[ClusterLabs] How to cancel a fencing request?

Tue Apr 3 17:59:21 EDT 2018

On Tue, 2018-04-03 at 21:33 +0200, Jehan-Guillaume de Rorthais wrote:
> On Mon, 02 Apr 2018 09:02:24 -0500
> Ken Gaillot <kgaillot at redhat.com> wrote:
> > On Mon, 2018-04-02 at 10:54 +0200, Jehan-Guillaume de Rorthais
> > wrote:
> > > On Sun, 1 Apr 2018 09:01:15 +0300
> > > Andrei Borzenkov <arvidjaar at gmail.com> wrote:
> 
> [...]
> > > > In two-node cluster you can set pcmk_delay_max so that both
> > > > nodes
> > > > do not
> > > > attempt fencing simultaneously.  
> > > 
> > > I'm not sure to understand the doc correctly in regard with this
> > > property.

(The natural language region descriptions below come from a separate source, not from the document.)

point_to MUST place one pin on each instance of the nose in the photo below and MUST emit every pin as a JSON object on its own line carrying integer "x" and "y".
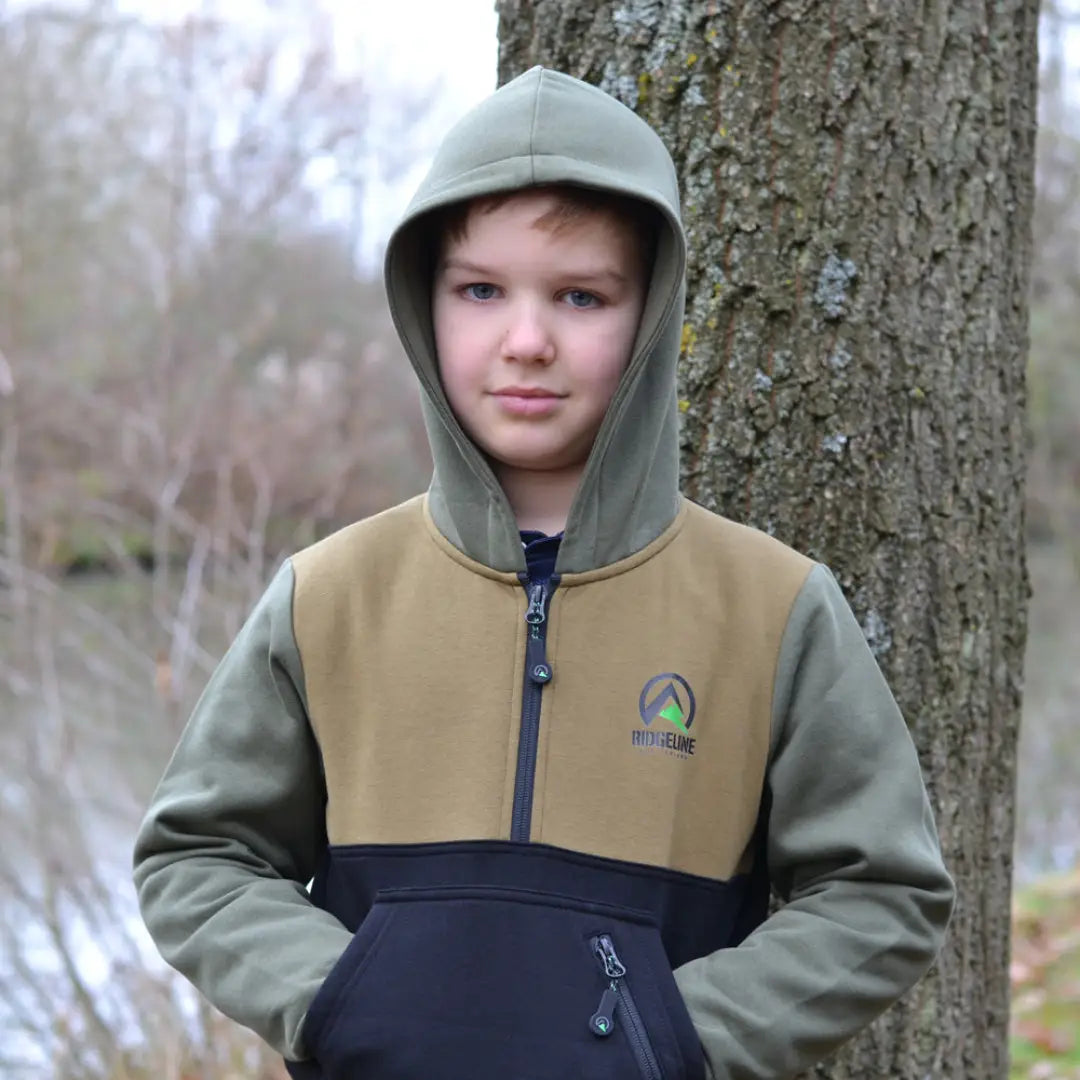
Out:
{"x": 527, "y": 338}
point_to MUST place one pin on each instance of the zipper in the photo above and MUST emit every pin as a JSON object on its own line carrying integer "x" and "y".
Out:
{"x": 602, "y": 1023}
{"x": 538, "y": 674}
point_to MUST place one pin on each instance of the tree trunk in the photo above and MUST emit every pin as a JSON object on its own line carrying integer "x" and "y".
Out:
{"x": 858, "y": 186}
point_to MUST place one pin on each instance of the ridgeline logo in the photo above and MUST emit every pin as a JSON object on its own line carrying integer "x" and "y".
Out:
{"x": 666, "y": 699}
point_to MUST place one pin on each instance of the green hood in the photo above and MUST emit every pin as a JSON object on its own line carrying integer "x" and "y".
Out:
{"x": 545, "y": 127}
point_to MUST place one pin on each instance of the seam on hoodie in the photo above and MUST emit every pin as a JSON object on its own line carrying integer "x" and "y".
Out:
{"x": 532, "y": 130}
{"x": 777, "y": 724}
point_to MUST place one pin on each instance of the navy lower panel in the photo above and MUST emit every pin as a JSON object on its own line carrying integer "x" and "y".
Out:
{"x": 478, "y": 959}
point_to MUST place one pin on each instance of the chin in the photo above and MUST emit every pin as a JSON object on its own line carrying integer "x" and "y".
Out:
{"x": 536, "y": 460}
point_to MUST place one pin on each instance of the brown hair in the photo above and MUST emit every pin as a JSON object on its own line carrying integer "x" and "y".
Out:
{"x": 572, "y": 204}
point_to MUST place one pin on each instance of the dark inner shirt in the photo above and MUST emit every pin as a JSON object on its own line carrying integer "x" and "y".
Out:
{"x": 540, "y": 554}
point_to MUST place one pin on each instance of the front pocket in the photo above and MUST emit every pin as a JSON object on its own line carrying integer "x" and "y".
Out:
{"x": 618, "y": 1002}
{"x": 470, "y": 983}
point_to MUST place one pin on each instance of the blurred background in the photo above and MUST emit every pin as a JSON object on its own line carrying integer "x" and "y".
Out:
{"x": 198, "y": 376}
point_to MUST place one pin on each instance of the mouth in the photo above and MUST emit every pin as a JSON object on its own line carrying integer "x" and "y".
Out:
{"x": 526, "y": 392}
{"x": 527, "y": 402}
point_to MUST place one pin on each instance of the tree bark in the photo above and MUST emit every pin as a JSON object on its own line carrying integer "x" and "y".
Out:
{"x": 856, "y": 179}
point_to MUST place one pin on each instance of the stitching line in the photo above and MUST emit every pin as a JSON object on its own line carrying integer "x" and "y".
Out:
{"x": 532, "y": 131}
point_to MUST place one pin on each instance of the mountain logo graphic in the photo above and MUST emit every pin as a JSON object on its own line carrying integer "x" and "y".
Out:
{"x": 667, "y": 698}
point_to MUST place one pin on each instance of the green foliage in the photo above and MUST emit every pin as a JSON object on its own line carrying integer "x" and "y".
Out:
{"x": 1045, "y": 977}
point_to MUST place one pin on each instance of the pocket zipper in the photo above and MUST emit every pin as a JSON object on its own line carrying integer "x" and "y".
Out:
{"x": 602, "y": 1023}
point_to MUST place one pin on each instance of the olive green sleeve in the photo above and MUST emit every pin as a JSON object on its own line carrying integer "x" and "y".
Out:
{"x": 234, "y": 832}
{"x": 852, "y": 849}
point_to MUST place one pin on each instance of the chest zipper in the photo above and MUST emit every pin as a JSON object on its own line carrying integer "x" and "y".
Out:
{"x": 602, "y": 1023}
{"x": 538, "y": 674}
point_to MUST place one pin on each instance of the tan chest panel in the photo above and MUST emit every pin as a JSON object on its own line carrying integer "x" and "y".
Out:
{"x": 655, "y": 729}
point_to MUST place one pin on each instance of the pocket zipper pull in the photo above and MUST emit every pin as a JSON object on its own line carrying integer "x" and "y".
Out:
{"x": 602, "y": 1022}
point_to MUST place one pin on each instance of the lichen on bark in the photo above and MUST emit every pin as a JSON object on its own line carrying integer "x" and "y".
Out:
{"x": 856, "y": 187}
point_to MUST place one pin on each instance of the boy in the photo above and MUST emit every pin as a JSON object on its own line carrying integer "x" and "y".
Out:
{"x": 544, "y": 737}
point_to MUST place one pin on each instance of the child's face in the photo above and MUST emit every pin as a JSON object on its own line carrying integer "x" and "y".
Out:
{"x": 534, "y": 329}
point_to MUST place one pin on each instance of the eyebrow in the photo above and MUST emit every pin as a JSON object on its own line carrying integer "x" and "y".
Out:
{"x": 582, "y": 274}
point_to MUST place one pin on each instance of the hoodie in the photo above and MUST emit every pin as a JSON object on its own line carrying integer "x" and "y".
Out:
{"x": 431, "y": 819}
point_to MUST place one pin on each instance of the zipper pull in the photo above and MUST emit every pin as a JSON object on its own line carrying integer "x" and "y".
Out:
{"x": 536, "y": 650}
{"x": 536, "y": 616}
{"x": 602, "y": 1022}
{"x": 604, "y": 947}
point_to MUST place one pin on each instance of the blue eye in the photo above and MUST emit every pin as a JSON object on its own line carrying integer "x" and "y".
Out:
{"x": 579, "y": 298}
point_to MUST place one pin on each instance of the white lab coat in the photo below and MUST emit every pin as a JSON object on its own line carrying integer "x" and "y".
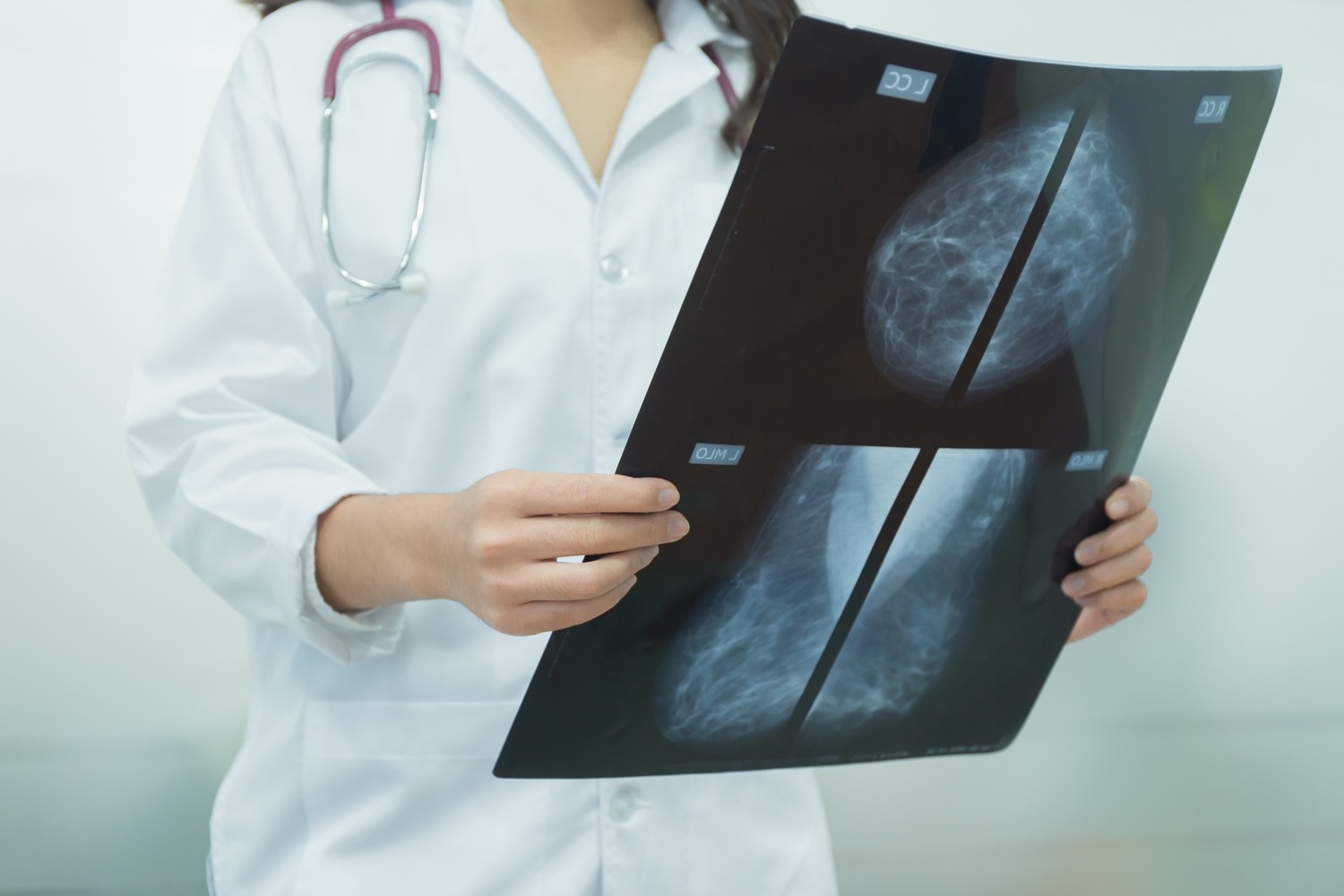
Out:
{"x": 366, "y": 764}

Does
> > > pcmk_delay_max delay the request itself or the execution of the
> > > request?
> > > 
> > > In other words, is it:
> > > 
> > >   delay -> fence query -> fencing action
> > > 
> > > or 
> > > 
> > >   fence query -> delay -> fence action
> > > 
> > > ?
> > > 
> > > The first definition would solve this issue, but not the second.
> > > As I
> > > understand it, as soon as the fence query has been sent, the node
> > > status is
> > > "UNCLEAN (online)".  
> > 
> > The latter -- you're correct, the node is already unclean by that
> > time.
> > Since the stop did not succeed, the node must be fenced to continue
> > safely.
> 
> Thank you for this clarification.
> 
> Do you want to patch to add this clarification to the documentation ?

Sure, it never hurts :)

> 
> > > > > The first node did, but no FA was then able to fence the
> > > > > second
> > > > > one. So the
> > > > > node stayed DC and was reported as "UNCLEAN (online)".
> > > > > 
> > > > > We were able to fix the original ressource problem, but not
> > > > > to
> > > > > avoid the
> > > > > useless second node fencing.
> > > > > 
> > > > > My questions are:
> > > > > 
> > > > > 1. is it possible to cancel the fencing request 
> > > > > 2. is it possible reset the node status to "online" ?   
> > > > 
> > > > Not that I'm aware of.  
> > > 
> > > Argh!
> > > 
> > > ++  
> > 
> > You could fix the problem with the stopped service manually, then
> > run
> > "stonith_admin --confirm=<NODENAME>" (or higher-level tool
> > equivalent).
> > That tells the cluster that you took care of the issue yourself, so
> > fencing can be considered complete.
> 
> Oh, OK. I was wondering if it could help.
> 
> For the complete story, while I was working on this cluster, we tried
> first to
> "unfence" the node using "stonith_admin --unfence <nodename>"...and
> it actually
> rebooted the node (using fence_vmware_soap) without cleaning its
> status??
> 
> ...So we actually cleaned the status using "--confirm" after the
> complete
> reboot.
> 
> Thank you for this clarification again.
> 
> > The catch there is that the cluster will assume you stopped the
> > node,
> > and all services on it are stopped. That could potentially cause
> > some
> > headaches if it's not true. I'm guessing that if you unmanaged all
> > the
> > resources on it first, then confirmed fencing, the cluster would
> > detect
> > everything properly, then you could re-manage.
> 
> Good to know. Thanks again.
> 
-- 
Ken Gaillot <kgaillot at redhat.com>